The Cimitero Acattolico in Rome is the resting place of English poets John Keats and Percy Bysshe Shelley
The Cimitero Acattolico in Rome is the resting place of English poets John Keats and Percy Bysshe Shelley | © rarrarorro / Shutterstock

In Rome, there’s a beautiful graveyard called the Cimitero Acattolico, or the Protestant Cemetery, a lesser-known destination where the English poets John Keats and Percy Bysshe Shelley are buried and where cats wander about and bask in the sun.

After Oscar Wilde visited the Cimitero Acattolico in Rome in 1877, he wrote to the Reverend J Page Hopps, “Keats’s grave is a hillock of grass with a plain headstone, and it is to me the holiest place in Rome” (The Letters of Oscar Wilde, 1962). Keats had been laid to rest here in February 1821.

His fellow romantic poet Percy Bysshe Shelley had interred his and his wife Mary Shelley’s three-year-old son William here in 1819. In the preface to Adonais, Shelley’s soaring pastoral elegy to Keats, he wrote, “The cemetery is an open space among the ruins, covered in winter with violets and daisies. It might make one in love with death, to think that one should be buried in so sweet a place.” Just 23 months after Keats’s death, Shelley’s ashes were also placed in the cemetery.

United States Navy and Confederate States Navy officer Thomas Jefferson Page is buried at the Cimitero Acattolico

Before visitors to the cemetery find the graves of Keats or Shelley, they will often encounter residents who are very much alive: it is a sanctuary for semi-feral cats that are wont to loll on the graves or sit licking their paws on them, regardless of who’s underneath. Some of the cats are aloof; others perform figures of eight around your ankles. They lend the graveyard an aura of peace.

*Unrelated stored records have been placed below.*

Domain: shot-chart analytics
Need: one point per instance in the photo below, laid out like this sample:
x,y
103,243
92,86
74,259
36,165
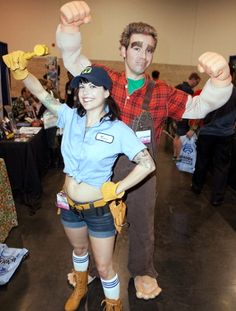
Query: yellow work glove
x,y
118,211
108,190
17,62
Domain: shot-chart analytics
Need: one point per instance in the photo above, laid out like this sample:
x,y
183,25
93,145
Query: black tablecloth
x,y
26,163
232,173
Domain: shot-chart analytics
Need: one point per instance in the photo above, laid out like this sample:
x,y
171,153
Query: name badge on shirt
x,y
144,136
105,137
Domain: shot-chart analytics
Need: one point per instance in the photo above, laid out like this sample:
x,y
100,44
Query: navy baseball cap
x,y
96,75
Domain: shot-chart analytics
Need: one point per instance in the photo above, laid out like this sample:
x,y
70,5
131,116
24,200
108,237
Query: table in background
x,y
26,163
8,217
232,172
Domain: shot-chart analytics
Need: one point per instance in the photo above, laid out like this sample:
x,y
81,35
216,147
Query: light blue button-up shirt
x,y
89,155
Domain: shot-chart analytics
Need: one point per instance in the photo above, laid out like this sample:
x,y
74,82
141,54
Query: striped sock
x,y
80,262
111,288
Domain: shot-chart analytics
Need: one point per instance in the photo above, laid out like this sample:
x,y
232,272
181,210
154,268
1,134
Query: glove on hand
x,y
17,62
109,191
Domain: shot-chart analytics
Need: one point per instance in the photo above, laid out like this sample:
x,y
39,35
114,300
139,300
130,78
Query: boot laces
x,y
111,305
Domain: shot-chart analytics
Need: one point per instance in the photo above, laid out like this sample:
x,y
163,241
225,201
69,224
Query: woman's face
x,y
92,97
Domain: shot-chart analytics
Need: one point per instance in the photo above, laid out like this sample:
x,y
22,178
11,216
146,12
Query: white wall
x,y
186,28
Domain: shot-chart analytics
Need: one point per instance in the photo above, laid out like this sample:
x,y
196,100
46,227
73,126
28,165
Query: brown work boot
x,y
112,305
79,292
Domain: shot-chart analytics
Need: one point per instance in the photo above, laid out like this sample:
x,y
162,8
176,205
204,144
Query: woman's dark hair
x,y
113,109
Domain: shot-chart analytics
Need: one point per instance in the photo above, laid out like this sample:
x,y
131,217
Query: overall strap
x,y
148,95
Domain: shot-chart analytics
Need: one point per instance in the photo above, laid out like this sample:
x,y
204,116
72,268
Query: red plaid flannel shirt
x,y
166,101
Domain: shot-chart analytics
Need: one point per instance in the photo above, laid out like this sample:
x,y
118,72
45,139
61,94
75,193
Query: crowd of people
x,y
109,147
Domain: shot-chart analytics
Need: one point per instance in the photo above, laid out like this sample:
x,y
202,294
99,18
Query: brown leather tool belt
x,y
98,208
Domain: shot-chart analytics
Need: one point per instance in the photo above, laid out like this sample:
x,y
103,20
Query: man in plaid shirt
x,y
138,43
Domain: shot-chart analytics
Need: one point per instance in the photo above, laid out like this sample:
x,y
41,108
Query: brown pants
x,y
141,202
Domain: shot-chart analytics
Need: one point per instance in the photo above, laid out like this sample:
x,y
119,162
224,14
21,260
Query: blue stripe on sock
x,y
110,284
80,260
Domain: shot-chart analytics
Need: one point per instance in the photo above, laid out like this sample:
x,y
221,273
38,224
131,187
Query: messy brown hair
x,y
137,28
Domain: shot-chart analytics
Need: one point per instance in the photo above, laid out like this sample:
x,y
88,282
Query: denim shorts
x,y
99,226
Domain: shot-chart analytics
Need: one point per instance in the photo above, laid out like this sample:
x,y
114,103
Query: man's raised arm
x,y
217,89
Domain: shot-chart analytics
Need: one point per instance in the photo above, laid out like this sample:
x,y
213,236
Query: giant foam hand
x,y
216,67
17,61
74,14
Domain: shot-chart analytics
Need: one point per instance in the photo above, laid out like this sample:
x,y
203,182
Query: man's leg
x,y
141,201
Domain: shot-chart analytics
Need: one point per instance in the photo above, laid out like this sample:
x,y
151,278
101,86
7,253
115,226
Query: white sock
x,y
111,288
80,262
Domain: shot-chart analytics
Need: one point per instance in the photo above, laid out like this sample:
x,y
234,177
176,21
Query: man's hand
x,y
16,61
216,67
74,14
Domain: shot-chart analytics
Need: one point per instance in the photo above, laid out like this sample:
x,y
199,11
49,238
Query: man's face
x,y
138,56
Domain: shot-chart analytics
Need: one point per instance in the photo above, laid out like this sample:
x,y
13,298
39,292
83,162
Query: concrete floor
x,y
195,252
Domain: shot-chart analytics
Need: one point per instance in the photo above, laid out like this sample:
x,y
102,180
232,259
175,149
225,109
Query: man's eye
x,y
150,51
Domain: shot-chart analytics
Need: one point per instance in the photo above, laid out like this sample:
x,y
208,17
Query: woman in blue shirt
x,y
93,138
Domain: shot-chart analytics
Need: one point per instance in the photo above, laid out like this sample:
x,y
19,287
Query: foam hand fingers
x,y
17,63
75,13
15,60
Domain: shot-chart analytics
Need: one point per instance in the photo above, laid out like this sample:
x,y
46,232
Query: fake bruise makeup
x,y
139,44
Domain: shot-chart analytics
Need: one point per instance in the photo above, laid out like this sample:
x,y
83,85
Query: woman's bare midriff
x,y
81,192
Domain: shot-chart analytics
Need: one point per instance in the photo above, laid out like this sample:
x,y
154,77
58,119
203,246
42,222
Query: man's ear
x,y
123,51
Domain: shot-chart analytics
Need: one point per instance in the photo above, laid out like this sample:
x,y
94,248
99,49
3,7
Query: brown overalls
x,y
141,201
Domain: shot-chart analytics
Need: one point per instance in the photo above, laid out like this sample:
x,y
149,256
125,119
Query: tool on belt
x,y
110,202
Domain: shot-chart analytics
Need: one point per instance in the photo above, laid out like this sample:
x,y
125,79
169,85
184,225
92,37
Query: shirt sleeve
x,y
63,113
70,47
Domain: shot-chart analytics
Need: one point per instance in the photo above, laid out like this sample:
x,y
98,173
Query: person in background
x,y
214,147
155,75
69,91
23,106
184,127
144,107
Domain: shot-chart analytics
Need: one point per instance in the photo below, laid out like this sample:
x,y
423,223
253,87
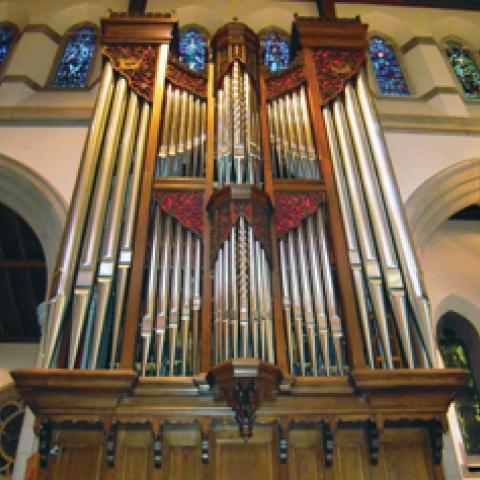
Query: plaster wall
x,y
27,61
53,152
451,265
15,355
418,156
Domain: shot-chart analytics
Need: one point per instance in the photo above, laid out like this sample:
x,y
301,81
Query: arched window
x,y
193,49
467,404
465,68
276,48
7,35
389,75
73,67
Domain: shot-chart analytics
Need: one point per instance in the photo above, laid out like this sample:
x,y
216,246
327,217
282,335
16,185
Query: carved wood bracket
x,y
244,384
137,64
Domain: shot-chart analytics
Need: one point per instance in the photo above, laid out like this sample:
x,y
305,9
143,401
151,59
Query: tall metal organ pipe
x,y
291,140
309,294
90,249
362,192
243,325
68,257
183,135
172,299
396,214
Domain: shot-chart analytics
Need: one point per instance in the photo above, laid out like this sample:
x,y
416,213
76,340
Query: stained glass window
x,y
193,49
465,69
77,56
389,75
467,403
276,50
7,33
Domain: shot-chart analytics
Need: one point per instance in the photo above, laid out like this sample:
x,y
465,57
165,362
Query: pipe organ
x,y
237,290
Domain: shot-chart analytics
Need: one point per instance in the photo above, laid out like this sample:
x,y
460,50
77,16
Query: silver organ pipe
x,y
388,258
291,142
90,250
105,201
351,237
238,136
370,260
173,300
111,238
396,215
308,286
183,135
126,244
243,323
68,258
376,231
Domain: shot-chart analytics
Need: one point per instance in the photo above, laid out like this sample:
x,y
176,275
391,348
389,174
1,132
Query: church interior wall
x,y
433,130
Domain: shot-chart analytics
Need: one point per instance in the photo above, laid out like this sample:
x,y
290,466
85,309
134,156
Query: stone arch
x,y
35,200
442,195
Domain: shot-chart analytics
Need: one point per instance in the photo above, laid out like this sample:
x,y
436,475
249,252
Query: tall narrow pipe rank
x,y
291,139
68,257
397,218
147,322
367,247
163,289
387,254
351,237
110,242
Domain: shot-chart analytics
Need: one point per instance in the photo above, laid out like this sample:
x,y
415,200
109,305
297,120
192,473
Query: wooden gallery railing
x,y
236,236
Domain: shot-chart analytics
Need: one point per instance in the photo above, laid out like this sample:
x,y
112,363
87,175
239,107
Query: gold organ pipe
x,y
86,270
68,257
111,241
126,244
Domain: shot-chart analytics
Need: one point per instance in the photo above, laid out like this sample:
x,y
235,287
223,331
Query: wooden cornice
x,y
151,29
316,33
82,395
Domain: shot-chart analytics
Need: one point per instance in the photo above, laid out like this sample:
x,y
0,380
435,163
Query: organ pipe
x,y
183,139
351,237
126,244
290,134
68,258
397,218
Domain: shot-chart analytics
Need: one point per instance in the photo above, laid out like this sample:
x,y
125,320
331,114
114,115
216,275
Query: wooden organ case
x,y
237,295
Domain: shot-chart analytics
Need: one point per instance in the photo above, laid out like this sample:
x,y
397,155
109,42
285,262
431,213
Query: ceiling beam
x,y
137,7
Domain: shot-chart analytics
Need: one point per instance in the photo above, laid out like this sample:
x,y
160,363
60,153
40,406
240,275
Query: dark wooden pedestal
x,y
100,425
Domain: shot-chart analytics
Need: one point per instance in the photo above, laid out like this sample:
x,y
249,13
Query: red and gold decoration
x,y
182,77
287,80
335,66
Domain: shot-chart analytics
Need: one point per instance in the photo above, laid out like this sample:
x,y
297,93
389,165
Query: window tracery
x,y
11,418
389,75
276,48
74,65
193,49
465,69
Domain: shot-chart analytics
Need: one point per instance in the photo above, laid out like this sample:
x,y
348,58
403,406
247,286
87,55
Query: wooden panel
x,y
304,462
237,459
79,455
182,454
134,453
351,455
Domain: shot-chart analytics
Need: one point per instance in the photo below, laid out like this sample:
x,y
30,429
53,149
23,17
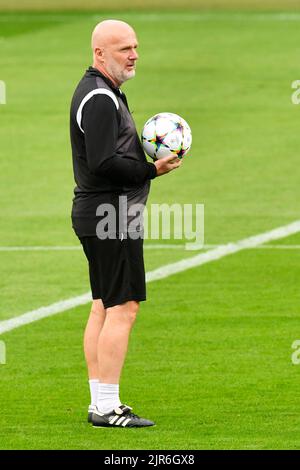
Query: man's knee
x,y
97,307
125,313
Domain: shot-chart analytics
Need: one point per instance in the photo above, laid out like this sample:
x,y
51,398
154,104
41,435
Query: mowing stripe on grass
x,y
156,274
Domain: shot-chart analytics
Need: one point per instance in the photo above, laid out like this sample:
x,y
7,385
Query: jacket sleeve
x,y
100,125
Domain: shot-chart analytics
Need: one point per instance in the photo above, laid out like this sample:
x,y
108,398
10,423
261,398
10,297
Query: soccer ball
x,y
165,134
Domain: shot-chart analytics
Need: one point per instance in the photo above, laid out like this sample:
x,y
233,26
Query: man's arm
x,y
100,125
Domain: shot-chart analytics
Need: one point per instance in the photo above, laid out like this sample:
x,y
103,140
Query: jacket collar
x,y
95,72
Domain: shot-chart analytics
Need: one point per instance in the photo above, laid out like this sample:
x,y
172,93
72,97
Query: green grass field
x,y
211,350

Situated at the base of the cemetery’s small Cestius Pyramid, the cat sanctuary is run by a group of dedicated volunteers. Its association – I gatti della Piramide – has its own website. The cemetery’s director, Amanda Thursfield, says the “cat ladies” and “cat men” look after the felines, feeding them twice a day and taking care of their medical needs. Thursfield, who thinks them “some of the happiest cats in the world”, says that there are 30 or so cats here, but it’s easy to leave with the impression that you’ve seen hundreds. (There are many more at Rome’s Torre Argentina Cat Sanctuary.) In 2018, the German photographer Uta Süβe-Krause published a photo book about the cemetery cats.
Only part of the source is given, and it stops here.